Le cinéma a le don de tout imaginer, de n’avoir aucune limite et de pouvoir tout fabriquer sans aucun complexe. Des batteries de scénaristes travaillent par équipes pour concevoir un futur défiant toutes les règles et bouleversant tous les codes. Ont-ils un réel talent ou sont-ils simplement très attentifs à tout ce qui se passe autour d’eux ?

Qui n’a jamais rêvé de se servir des écrans transparents ultrafins de Minority Report ou bien des téléporteurs de Star Trek ? Comment des scénaristes ont-ils pu imaginer le principe de la téléportation ?

Téléportation quantique, écran OLED et bien d’autres technologies de demain sont en réalité à la source de ces films. De nombreux chercheurs du centre du CERN (Conseil Européen pour la Recherche Nucléaire renommé en Organisation Européenne pour la Recherche Nucléaire) travaillent actuellement sur l’intrication des photons, fondement de la théorie de la téléportation quantique (et inspiration de la téléportation humaine). Même si aujourd’hui la téléportation d’objets ou d’êtres humains reste encore un rêve, de nombreuses recherches sur l’intrication des photons permettent d’imaginer des centaines d’applications auxquelles le cinéma pourrait donner vie.

Qu’est-ce que l’intrication des photons ?

Pour exprimer de manière très simple la théorie de la téléportation quantique, il faut remonter à la découverte du prix Nobel Serge Haroche, point de départ de toutes les recherches dans ce domaine. Monsieur Haroche a découvert comment emprisonner et compter les photons afin de pouvoir les soumettre à des mesures et des expériences.

L ‘expérience à la base de toutes les théories les plus folles de la téléportation consiste à enfermer deux photons intriqués (ou jumeaux, ces deux photons sont identiques et liés) dans des boites à photon distinctes. Ses photons sont écartés l’un de l’autre par l’intermédiaire de fibres optiques. Si une modification des propriétés du premier est réalisée, le second prendra quasi instantanément (plus rapide que la précision de tous les appareils de mesure les plus précis) les mêmes propriétés. Cela a été constaté notamment par une inversion du sens de rotation ou « spin ». Le premier photon tourne dans un sens puis est soumis à un faisceau laser. Son sens de rotation s’inverse et le second, situé jusqu’à vingt-cinq kilomètres du premier, change de sens également.

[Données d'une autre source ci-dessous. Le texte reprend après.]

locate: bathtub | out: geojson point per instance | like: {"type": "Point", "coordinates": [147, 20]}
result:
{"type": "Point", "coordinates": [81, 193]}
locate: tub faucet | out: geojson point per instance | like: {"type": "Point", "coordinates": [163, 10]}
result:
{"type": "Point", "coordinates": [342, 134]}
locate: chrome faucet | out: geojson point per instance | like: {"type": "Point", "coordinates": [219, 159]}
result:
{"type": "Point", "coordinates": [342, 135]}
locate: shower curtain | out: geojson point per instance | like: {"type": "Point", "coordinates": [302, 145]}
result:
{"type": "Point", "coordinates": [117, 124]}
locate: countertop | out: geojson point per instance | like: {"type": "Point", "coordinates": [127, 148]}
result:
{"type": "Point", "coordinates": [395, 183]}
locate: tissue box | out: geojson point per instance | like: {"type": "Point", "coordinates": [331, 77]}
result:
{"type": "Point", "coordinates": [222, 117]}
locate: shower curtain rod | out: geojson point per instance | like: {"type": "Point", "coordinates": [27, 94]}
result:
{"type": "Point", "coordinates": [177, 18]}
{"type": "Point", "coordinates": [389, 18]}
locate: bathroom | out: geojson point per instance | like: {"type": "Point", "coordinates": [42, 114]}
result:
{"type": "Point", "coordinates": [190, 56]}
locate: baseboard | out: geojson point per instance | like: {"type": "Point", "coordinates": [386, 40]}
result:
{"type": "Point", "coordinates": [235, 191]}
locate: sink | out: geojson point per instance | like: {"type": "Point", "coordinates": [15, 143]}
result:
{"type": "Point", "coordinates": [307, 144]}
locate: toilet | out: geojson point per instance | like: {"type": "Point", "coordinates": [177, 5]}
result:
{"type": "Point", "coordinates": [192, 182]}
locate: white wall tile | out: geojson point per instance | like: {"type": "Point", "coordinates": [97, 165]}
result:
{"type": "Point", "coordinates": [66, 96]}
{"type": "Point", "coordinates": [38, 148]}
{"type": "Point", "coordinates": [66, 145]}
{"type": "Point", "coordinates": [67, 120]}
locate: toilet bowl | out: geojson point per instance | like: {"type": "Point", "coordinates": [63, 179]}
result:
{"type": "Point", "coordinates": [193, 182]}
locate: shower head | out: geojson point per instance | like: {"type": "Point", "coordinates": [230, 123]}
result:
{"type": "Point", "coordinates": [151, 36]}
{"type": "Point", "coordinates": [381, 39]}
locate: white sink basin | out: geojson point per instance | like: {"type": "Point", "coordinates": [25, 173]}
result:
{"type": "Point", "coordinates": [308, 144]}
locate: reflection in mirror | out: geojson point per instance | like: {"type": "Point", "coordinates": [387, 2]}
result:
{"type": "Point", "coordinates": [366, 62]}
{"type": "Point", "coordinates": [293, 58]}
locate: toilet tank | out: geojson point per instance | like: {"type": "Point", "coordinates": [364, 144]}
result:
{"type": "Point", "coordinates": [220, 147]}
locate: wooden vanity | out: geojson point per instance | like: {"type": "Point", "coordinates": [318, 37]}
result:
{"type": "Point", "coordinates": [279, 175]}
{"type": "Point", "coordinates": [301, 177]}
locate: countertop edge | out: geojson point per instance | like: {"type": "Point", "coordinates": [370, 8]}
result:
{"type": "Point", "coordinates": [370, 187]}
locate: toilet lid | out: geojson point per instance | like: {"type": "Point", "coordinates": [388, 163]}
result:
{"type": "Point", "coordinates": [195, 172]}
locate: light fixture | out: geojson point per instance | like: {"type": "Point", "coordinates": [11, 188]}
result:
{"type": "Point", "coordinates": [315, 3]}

La téléportation, un rêve ? Bien évidemment, ce dispositif est expérimental et le phénomène n’est toujours pas parfaitement définit et expliqué, mais il permet de nourrir de l’imagination de nombreux scénaristes outre atlantique.

La météorologie et le cinéma

Lorsque nous analysons le contenu du film « Le jour d’après », la plupart des catastrophes mises en avant sont réalistes et basées sur les analyses de grands climatologues reconnus.

Minority Report

Le synopsis du film est fondé sur un monde sans crimes car le ministère de la Justice est capable de prévenir, détecter et de réprimer les crimes avant qu’ils ne soient commis. Fiction ou anticipation ?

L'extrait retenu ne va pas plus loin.